- Born: 18 November 1939 Whitecroft, Gloucestershire, England
- Died: 14 February 2018 (aged 78)
- Education: Cirencester Grammar School
- Occupation: Journalist • television producer • documentary filmmaker
- Employer: Gloucestershire Echo • The Argus • BBC

= John Pitman (journalist) =

British journalist (1939–2018)

John Pitman (18 November 1939 – 14 February 2018) was an English journalist, television producer and documentary filmmaker. He began his on-screen career as a researcher on Braden's Week but later became known for his reporting work on the BBC2 documentary series Man Alive.

== Biography ==
Pitman was born in Whitecroft, in the Forest of Dean, Gloucestershire, to Maudie (née Morse) and William Pitman. He attended Bexhill-on-Sea and then Cirencester Grammar Schools. He began his career in journalism with the Gloucestershire Echo and Brighton Argus newspapers before moving to the Daily Mail and then on to the BBC. His first on-screen role was as reporter on Braden's Week with Bernard Braden and Esther Rantzen.

He was also known for reporting for the series The Big Time, an edition of which launched the career of the singer Sheena Easton and he presented a follow-up programme Sheena Easton - the Making of a Star. The programmes helped to make her international career. Other editions included footballer Lol Cottrell, and "Beaminster and District Gardens and Allotments Society Goes to Chelsea". The series was produced by Esther Rantzen. In the late 1980s he devised and reported Just Another Day - a series of documentaries following a notional 'Day in the Life' of English places, institutions and professions. Another important series devised by Pitman was The Other Half, exploring the lives of less well-known partners of celebrities. The sensitive and sympathetic film "Angus and Tony", on Angus Wilson and Tony Garrett, directed by Jonathan Gili, broke new ground. As did his series Fame which he devised and reported and featured among others Barbara Windsor and Ronnie Knight, her then husband.

Pitman was the reporter on the BBC1 documentary The Ritz, produced by Edward Mirzoieff, which won the BAFTA Award for Best Documentary of 1981. Later in the 1980s he turned director, contributing documentaries to the 40 Minutes series. Among the best-remembered are "Separate Tables", about retired elderly ladies in a hotel in Eastbourne, "Two sides of a Street", about gentrification in a West London suburb, and the life of Jessie Matthews.

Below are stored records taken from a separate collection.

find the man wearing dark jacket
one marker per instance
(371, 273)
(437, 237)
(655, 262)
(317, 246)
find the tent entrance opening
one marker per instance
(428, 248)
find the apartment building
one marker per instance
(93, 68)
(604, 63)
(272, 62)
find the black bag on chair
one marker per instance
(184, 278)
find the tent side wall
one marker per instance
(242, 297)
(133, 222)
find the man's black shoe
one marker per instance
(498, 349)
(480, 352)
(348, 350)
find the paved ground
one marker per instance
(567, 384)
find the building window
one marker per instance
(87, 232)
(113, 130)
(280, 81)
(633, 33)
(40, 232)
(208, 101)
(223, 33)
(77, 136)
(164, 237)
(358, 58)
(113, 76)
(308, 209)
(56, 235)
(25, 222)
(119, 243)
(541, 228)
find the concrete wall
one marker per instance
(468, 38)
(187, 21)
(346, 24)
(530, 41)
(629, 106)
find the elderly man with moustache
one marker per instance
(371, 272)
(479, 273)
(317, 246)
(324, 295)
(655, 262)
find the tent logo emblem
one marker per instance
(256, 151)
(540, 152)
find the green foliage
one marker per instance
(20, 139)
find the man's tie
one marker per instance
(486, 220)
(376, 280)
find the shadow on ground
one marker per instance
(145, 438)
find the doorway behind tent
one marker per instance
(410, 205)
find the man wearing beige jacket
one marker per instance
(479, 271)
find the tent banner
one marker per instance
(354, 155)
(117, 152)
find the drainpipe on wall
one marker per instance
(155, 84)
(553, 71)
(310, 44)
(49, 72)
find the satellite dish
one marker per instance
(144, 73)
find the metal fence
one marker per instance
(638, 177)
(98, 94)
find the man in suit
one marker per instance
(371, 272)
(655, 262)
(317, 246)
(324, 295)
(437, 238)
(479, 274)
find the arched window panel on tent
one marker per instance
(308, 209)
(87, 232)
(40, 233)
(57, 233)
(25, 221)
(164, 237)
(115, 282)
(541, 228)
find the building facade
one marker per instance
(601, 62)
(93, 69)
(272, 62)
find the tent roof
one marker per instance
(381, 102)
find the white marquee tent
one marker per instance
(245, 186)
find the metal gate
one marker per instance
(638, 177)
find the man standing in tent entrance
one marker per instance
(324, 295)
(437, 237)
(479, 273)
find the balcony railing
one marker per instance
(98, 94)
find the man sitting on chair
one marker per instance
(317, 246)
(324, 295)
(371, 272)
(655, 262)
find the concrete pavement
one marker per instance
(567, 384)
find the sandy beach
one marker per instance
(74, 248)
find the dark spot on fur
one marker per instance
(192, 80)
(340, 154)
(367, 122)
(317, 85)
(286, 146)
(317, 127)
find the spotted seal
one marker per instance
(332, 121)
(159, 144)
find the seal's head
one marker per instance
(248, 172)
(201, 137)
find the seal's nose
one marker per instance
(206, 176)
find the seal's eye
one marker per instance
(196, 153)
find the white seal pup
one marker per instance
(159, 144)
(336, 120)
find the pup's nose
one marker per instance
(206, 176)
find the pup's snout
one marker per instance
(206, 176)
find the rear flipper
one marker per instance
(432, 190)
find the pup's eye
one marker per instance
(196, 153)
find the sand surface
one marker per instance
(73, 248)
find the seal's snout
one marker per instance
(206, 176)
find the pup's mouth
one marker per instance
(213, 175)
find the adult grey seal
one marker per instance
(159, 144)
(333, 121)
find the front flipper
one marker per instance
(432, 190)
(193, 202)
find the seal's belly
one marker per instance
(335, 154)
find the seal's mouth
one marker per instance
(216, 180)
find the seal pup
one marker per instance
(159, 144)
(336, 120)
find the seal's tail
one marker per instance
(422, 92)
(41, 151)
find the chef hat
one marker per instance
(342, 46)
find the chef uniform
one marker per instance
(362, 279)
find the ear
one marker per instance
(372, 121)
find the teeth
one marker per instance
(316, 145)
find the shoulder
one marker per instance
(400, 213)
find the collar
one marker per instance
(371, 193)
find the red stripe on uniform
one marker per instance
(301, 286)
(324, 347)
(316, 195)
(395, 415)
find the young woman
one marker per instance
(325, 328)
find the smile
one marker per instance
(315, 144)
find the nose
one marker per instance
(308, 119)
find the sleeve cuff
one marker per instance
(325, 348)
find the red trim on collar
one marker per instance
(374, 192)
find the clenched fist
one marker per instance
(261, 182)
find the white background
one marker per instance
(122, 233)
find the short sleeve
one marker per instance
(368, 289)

After leaving the BBC, he became an independent producer and was appointed series producer of An Inspector Calls on Channel 4 for Twenty Twenty Television. He also contributed as reporter to the Holiday programme on BBC One.

Pitman died on 14 February 2018 at the age of 78. That's Life! presenter Esther Rantzen described him as “the brother I never had”, adding: "He had an unerring instinct about people. He could sense what was really going on and his documentaries were full of humanity and insight, and really quirky." He is survived by his nephew, Steven, and niece, Carole.